Depends greatly on what the foundation is for (full basement, garage with balanced fill on each side, crwal space, etc...) but with dowels on 32" centers, I don't think the keyway will do much at all. As a matter of fact, there's scenario's where a keyway in the footing will actually create more problems in a block foundation IMO...........


----------



## Gary in WA (Mar 11, 2009)

IMO, the keyway is mute point. That is the purpose of the verticals tied to the horizontal footing rebar. Detached garage and addition says "or"; http://www.google.com/url?sa=t&rct=...sg=AFQjCNE7OwJiaySRCVp1nzgY-zOSSLRngQ&cad=rja

Page 3; http://www.google.com/url?sa=t&rct=...sg=AFQjCNGWT1HV6rOSB-psCfZXa4iTDDd_WQ&cad=rja

If basement living space, waterproof top of footing as said already or with membrane between, Fig.6, 9-14; http://www.buildingscience.com/documents/reports/rr-0202-basement-insulation-systems Be sure at add a thermal break at slab/concrete wall as pictured, second biggest heat loss next to above grade areas.

Gary


----------



## Tscarborough (Mar 31, 2006)

In the commercial work I have done the keyway was for waterproofing, not structural enhancement.


----------



## stadry (Jun 20, 2009)

typically 1 finds a keyway more in commercial rather than residential,,, IF you promise ( no crissed finners behind your back, neither ) to properly waterproof the structure's foundation & bsmt walls, pass on the keyway,,, IF a schoolbus does hit the home, no keyway is going to save it :no:


----------



## Tubafore (Feb 27, 2013)

Ok then, no keyway it is and I will properly waterproof.

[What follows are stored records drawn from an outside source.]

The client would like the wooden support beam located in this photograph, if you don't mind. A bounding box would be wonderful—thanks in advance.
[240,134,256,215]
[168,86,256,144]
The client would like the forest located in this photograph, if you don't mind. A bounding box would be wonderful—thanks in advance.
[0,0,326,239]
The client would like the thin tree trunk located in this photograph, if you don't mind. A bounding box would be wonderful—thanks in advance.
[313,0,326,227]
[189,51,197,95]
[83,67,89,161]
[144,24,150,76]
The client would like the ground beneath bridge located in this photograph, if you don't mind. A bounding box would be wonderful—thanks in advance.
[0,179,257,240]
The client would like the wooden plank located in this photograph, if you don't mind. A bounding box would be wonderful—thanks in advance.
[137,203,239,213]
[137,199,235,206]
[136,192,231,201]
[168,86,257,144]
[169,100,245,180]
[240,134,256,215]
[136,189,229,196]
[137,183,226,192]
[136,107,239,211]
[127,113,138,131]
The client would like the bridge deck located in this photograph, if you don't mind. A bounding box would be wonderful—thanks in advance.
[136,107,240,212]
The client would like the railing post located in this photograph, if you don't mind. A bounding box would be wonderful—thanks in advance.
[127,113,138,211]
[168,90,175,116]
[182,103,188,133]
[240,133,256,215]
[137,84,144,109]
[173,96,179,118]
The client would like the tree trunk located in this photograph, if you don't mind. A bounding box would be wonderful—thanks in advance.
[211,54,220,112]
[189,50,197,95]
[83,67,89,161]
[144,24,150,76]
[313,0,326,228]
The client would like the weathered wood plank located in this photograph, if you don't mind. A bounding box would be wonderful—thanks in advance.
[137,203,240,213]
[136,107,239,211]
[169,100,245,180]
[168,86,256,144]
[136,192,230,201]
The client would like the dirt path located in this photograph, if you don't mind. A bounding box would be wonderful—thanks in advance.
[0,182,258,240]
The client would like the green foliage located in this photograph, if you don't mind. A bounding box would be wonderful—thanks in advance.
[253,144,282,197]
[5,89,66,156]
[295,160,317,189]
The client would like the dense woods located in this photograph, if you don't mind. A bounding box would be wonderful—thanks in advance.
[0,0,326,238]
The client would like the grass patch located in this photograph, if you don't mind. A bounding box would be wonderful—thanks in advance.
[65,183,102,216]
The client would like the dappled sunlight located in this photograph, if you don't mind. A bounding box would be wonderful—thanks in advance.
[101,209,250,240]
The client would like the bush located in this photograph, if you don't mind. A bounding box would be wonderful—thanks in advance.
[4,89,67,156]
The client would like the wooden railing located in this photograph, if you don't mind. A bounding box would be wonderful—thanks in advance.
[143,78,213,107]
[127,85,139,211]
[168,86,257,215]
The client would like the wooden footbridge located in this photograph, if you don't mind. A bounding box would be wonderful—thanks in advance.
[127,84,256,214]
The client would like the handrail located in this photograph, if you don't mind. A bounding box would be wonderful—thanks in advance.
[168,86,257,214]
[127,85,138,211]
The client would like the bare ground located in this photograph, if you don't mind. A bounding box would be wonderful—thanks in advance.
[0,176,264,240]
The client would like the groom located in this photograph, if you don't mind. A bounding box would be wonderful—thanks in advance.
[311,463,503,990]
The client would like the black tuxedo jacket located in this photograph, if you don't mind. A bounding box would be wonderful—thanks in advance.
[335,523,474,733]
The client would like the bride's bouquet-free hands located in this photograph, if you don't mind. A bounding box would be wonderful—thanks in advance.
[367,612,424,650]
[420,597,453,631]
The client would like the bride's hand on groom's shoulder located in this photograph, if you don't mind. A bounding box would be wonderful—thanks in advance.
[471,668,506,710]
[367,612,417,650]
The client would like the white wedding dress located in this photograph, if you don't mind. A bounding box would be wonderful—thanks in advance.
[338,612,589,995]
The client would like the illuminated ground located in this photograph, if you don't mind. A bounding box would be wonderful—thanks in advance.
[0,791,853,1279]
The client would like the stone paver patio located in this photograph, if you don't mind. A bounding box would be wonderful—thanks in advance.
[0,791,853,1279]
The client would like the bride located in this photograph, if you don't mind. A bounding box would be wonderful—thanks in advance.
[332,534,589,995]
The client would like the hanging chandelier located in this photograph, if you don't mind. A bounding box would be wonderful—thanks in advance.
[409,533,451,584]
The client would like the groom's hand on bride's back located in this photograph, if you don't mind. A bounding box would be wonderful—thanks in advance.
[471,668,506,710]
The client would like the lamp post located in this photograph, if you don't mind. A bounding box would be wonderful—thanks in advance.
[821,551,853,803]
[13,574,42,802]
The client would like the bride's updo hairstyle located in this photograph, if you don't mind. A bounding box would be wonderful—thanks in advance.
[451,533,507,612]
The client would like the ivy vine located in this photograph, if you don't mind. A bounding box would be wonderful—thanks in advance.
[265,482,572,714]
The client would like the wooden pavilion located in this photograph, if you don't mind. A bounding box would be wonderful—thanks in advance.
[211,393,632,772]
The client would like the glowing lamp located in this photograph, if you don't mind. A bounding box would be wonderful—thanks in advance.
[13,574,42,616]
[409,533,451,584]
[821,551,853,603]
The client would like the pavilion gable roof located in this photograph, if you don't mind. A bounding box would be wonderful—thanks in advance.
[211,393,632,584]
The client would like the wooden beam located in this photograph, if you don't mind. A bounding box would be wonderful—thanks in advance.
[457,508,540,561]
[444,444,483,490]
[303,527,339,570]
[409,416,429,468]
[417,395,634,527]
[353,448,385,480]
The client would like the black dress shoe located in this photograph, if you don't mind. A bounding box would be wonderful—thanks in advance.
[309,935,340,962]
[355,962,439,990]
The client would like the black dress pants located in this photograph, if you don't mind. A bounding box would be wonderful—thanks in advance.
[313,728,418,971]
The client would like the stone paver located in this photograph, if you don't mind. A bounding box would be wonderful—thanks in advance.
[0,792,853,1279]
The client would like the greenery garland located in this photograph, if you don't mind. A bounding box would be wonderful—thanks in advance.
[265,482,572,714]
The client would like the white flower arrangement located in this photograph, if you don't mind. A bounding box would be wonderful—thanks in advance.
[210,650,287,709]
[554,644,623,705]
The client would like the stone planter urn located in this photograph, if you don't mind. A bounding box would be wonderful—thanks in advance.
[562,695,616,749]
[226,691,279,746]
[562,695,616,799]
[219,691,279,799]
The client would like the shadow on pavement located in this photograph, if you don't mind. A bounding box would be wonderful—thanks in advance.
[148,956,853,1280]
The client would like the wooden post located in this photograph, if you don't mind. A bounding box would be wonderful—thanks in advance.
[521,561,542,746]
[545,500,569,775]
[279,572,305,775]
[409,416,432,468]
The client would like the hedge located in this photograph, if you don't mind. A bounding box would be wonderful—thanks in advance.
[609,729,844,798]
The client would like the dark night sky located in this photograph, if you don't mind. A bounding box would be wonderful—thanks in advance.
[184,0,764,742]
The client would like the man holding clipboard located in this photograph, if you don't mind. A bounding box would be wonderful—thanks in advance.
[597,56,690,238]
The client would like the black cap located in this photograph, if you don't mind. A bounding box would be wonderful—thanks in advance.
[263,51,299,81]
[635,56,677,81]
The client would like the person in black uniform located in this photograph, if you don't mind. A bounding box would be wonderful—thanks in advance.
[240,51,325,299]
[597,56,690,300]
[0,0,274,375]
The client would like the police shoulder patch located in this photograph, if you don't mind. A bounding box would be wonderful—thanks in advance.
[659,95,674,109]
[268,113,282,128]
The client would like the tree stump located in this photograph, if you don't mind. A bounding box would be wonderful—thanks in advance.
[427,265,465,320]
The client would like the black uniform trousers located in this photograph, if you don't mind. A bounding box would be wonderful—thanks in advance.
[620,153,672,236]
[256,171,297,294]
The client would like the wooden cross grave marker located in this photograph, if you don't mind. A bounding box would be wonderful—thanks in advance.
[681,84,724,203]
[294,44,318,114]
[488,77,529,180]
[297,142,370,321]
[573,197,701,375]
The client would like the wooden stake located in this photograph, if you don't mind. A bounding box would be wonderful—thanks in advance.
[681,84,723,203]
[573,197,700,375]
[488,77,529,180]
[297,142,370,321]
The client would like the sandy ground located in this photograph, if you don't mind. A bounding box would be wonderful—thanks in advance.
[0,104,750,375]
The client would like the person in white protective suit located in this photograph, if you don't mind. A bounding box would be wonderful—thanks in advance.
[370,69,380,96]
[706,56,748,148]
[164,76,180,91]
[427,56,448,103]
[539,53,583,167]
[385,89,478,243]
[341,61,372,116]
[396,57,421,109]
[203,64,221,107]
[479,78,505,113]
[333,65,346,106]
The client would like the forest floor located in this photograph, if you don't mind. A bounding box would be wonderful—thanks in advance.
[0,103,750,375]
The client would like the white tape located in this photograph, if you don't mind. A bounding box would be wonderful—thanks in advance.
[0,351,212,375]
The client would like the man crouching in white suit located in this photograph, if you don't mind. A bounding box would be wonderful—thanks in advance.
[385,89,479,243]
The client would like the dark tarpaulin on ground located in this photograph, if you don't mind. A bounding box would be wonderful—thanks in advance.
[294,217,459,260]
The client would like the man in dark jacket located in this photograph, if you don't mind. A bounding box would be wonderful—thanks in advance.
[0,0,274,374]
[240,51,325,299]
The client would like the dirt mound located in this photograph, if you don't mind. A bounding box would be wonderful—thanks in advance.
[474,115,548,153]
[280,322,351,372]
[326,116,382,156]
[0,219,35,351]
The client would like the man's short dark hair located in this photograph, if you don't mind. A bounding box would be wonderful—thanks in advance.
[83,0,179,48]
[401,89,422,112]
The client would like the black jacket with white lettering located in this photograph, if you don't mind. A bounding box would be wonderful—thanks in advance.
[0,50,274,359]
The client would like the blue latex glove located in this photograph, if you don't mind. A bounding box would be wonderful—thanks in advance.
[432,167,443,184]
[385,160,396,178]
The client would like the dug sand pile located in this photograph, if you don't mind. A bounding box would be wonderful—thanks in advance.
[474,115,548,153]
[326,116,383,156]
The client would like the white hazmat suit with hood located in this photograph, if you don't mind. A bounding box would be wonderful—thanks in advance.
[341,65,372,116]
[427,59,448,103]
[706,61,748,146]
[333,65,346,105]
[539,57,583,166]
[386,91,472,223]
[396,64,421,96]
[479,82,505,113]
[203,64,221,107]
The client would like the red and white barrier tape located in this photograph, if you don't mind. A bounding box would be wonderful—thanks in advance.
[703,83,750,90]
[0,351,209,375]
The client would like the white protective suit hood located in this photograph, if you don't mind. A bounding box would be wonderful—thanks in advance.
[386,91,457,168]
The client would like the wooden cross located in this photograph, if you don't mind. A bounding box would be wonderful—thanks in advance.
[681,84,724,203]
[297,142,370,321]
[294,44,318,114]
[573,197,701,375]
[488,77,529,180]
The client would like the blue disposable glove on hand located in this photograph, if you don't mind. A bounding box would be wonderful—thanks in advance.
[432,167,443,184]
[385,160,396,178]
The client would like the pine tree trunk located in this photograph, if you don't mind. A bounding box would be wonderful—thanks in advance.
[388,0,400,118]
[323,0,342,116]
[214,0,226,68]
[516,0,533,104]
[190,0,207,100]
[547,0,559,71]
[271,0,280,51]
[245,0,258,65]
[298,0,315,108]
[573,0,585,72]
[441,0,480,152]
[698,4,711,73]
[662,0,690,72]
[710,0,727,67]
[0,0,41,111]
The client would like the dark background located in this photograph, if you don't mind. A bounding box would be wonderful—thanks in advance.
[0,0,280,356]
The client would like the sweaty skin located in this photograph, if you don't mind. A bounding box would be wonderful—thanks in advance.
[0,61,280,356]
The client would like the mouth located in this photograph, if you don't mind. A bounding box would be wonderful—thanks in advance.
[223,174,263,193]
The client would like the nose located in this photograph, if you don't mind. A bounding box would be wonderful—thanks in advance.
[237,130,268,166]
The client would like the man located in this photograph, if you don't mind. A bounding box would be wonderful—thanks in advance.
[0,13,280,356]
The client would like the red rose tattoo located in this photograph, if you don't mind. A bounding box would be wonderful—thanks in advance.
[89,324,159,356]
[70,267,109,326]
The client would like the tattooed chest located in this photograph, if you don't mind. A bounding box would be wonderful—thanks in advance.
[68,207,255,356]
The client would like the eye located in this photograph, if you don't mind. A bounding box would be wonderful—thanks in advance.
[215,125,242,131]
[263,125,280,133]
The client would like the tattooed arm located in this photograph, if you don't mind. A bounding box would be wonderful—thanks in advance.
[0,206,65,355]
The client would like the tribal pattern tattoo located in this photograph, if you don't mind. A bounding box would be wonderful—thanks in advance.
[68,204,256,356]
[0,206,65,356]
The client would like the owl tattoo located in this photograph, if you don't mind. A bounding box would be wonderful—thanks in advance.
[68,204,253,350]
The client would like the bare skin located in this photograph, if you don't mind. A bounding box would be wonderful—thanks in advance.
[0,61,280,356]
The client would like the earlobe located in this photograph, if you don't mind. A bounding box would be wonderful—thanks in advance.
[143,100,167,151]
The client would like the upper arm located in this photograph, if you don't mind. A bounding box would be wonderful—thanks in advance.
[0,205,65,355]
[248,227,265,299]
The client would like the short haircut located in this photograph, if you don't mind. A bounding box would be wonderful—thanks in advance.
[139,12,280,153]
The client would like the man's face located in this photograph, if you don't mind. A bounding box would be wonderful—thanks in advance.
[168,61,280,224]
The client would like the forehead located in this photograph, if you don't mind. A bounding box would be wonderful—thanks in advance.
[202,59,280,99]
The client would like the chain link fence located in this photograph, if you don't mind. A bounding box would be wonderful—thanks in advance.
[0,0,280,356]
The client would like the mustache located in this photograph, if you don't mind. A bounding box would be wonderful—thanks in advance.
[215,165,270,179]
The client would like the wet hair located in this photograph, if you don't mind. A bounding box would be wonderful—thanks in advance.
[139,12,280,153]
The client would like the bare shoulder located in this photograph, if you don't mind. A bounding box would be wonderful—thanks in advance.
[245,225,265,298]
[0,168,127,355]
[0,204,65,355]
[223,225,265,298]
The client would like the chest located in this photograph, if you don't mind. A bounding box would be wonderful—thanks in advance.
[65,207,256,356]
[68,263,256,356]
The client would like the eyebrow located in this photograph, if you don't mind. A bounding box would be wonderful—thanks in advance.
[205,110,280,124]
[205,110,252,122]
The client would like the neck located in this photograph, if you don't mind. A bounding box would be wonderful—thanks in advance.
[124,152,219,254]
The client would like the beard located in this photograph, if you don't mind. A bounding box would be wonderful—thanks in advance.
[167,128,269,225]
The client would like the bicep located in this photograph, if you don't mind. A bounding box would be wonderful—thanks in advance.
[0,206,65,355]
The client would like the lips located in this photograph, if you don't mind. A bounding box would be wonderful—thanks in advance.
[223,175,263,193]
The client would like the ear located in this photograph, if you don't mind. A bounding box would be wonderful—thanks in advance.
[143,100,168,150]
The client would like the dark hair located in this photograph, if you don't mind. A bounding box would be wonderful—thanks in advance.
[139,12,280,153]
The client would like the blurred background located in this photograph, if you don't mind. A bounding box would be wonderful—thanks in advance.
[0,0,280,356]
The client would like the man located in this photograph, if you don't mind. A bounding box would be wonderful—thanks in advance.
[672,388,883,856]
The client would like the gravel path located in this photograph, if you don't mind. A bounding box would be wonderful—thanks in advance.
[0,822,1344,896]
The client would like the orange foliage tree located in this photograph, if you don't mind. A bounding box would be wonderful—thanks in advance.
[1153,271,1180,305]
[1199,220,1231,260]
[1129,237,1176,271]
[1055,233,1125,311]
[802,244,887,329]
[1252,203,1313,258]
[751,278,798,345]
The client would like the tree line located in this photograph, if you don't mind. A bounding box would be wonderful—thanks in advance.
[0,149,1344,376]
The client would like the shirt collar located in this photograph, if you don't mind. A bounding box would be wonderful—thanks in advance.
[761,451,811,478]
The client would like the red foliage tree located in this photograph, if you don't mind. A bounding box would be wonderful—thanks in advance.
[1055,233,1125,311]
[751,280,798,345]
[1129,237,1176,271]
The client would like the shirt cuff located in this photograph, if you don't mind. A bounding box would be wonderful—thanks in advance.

This will be a 36" tall crawlspace wall that will be partially backfilled. 
I don't anticipate any schoolbuses crashing into it but just to be sure I will put up a sign in the yard forbidding it. 

Thanks


----------



## GBrackins (Apr 26, 2012)

are you planning on leaving exposed soil in the crawl space or placing a concrete slab with vapor barrier?


----------



## stadry (Jun 20, 2009)

IF you leave soil rather than conc in the crawl space, use MINIMUM 15mm vapor barrier w/overlapp'd seams ( 12" ) secured by dble face tape,,, plan on 1st running it up the walls to your sill plate, too


----------



## Tubafore (Feb 27, 2013)

GBrackins said:


> are you planning on leaving exposed soil in the crawl space or placing a concrete slab with vapor barrier?


No slab but I am going to use a vapor barrier over the soil and going up the sides.


----------



## Gary in WA (Mar 11, 2009)

IMO, leave the poly 2" down from the sill for annual termite inspection; http://termites101.org/termite-basics/termites-by-region

Gary


----------